Она посмотрела на него с любопытством:
– Моя мать и ваш отец… Вы давно про них знали?
– Нет, он открыл мне глаза, только когда вернулся и только потому, что ему понадобилась моя помощь.
– Иначе он так и оставил бы эту тайну у себя в могиле, – иронически подхватила она. – Выкладывайте все, меня это касается не в меньшей степени, чем вас.
– Я мало что могу вам сообщить. Да, они любили друг друга тридцать лет, сначала встречаясь каждое лето, а потом, после того как ваши родители переехали сюда, это была уже любовь на расстоянии.
– Такова версия вашего папаши или ваши собственные фантазии! Где доказательства, что это не было всего лишь мимолетное увлечение?
– Теперь вы понимаете, почему при нашей встрече я избрал молчание? Я вам не солгал. Как бы вы отреагировали, если бы я представился и немедленно все выложил?
– Вы правы, я бы сразу вас прогнала, потому вы и прикусили язык.
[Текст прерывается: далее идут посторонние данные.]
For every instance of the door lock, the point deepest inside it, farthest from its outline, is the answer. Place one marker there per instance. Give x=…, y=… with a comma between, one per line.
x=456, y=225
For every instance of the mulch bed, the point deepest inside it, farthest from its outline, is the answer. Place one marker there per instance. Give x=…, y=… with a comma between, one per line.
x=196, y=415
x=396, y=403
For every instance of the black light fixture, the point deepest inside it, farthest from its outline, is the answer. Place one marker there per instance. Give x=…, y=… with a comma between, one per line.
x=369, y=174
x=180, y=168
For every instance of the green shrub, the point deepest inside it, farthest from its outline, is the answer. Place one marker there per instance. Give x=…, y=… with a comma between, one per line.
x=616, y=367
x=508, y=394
– Наверное. Теперь я об этом сожалею.
– Почему?
– Доедайте свой десерт, я вас провожу, в вашем состоянии нельзя садиться за руль, и потом, дальнейшее было бы осложнено прошлым наших родителей.
– Что за «дальнейшее»?
– То, которое дорисовываешь только в голове, а жаль, – сказал Тома́, косясь на соседний столик.
Манон проследила за его взглядом и прыснула.
– Он пересел за столик?
Раймон с лукавым видом заверил сына, что спасет его из передряги, в которой тот оказался по собственной вине, после чего Тома́ снова произнес не свои, а чужие слова:
– Дело было пасмурным днем. На вашей матери было голубое платье в цветочек, вы были одеты так же, вас можно было принять за сестер. Мой отец подарил вам конфеты, ваша мать не возражала. Пока вы играли в классики, они сидели на скамейке и тайком держались за руки. Вы подошли к ним с вопросом, кто этот господин, ваша мать ответила: «Летний друг, милая». Вы убежали играть, радостная и ни о чем не подозревающая. Потом наступила осень, и вы снова спросили мать, что за человек подарил вам тогда конфеты. Тогда она опустилась на колени и открыла вам правду, взяв с вас слово хранить ее в тайне. В тот год, когда вам исполнилось десять лет, у вас были все шансы на победу в танцевальном конкурсе, но вы поскользнулись на уроке спортивной гимнастики на акробатическом бревне и сломали ключицу. Вы были безутешны, мать повезла вас в Нью-Мексико, чтобы отвлечь. Такие путешествия вдвоем с матерью стали традицией, каждый год вы куда-нибудь отправлялись на День благодарения: в Каньон Антилопы в Аризоне, на Большое Соленое озеро в Юте, в Йеллоустонский парк, в Новый Орлеан, на Ниагарский водопад, в Батон-Руж и на Миссисипи, на гору Рашмор. На ваше шестнадцатилетие вы посетили вдвоем Рим и Венецию. Вы хорошо учились, но были дерзкой, за это вас отчислили из городского колледжа Сан-Франциско. Ваш отец сделал щедрый взнос, и вас приняли обратно. В пятнадцать лет вы болели за хоккей на льду, вашей командой была «Сан-Хосе Шаркс», а не «Сан-Франциско Буллз». Мать подозревала, что вы влюблены в нападающего Билла Линдси.